AAP PNG Correspondent

The lawyers challenging the constitutionality of the Australian detention centre on Papua New Guinea's Manus Island say they are seeking to invite the asylum seekers there to join the legal action.
One of the lawyers acting on behalf of PNG's opposition leader, Belden Namah, said on Wednesday he had received instructions to ask the asylum seekers to join the application against the centre.
Mr Namah's lawyer, Loami Henao, said they were seeking permission to visit the temporary detention centre on Manus to interview detainees for this purpose.

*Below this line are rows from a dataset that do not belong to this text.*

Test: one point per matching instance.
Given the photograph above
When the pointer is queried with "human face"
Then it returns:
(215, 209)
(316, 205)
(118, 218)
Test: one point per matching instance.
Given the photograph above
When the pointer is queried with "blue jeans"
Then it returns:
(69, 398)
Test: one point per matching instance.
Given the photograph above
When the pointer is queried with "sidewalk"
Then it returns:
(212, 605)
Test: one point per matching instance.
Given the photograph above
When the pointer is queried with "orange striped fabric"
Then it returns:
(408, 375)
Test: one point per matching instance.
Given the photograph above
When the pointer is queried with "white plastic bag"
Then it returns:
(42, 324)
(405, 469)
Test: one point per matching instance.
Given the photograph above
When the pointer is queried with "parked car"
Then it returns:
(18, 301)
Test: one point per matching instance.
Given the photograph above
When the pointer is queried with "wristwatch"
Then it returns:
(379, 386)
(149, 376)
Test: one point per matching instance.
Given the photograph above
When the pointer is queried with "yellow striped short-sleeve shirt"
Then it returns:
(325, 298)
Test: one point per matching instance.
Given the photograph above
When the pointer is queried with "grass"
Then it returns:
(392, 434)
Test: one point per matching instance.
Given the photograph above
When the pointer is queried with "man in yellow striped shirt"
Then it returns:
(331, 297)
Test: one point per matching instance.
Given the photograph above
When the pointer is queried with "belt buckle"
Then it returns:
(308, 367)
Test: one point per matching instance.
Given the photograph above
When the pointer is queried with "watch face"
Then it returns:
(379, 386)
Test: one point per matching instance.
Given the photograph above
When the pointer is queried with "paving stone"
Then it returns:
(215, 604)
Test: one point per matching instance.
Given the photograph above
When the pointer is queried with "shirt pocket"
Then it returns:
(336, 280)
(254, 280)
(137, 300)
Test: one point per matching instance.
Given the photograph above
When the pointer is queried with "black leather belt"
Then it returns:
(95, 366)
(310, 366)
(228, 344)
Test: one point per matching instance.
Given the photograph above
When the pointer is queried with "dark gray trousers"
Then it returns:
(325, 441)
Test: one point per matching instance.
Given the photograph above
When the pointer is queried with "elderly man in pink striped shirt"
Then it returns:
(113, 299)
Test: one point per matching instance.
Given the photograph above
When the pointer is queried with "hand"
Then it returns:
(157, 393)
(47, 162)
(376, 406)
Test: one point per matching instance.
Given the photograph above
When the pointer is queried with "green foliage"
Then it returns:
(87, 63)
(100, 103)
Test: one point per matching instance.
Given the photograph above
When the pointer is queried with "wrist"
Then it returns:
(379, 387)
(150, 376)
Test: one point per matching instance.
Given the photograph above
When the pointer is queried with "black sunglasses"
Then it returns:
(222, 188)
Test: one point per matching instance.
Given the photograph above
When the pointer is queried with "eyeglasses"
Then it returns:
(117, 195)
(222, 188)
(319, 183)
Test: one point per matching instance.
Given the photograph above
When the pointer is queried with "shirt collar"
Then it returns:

The lawyers were also seeking a temporary injunction in the Court of Human Rights of the National Court against any further transfers on the grounds the 274 detainees were being held illegally under PNG's constitution.
Justice David Canning said he would rule on the temporary injunction at 1200 AEDT on Thursday.
The government's lawyer, Peter Kumen, said the Migration Act gave Minister of Immigration Rimbink Pato the power to create a processing centre.
He also argued that the case was a matter for the Supreme Court, and not the National Court circuit.
Justice Canning disagreed.
"These people are detained, aren't they?" Justice Canning asked.
"They can't go to the beach and do a bit of fishing unless they get permission ... they can't just walk out and have a spin around."
"It appears there is in excess of 200 people being detained."
"This is a case where these refugees did not come into the country of their own accord," Mr Henao said on Wednesday.
"They were seeking asylum in another country. They are asylum seekers as far as Australia is concerned.
"They are not asylum seekers as far as PNG is concerned."
The state did not have the right to detain asylum seekers without giving them access to a lawyer of their choosing, Mr Henao added.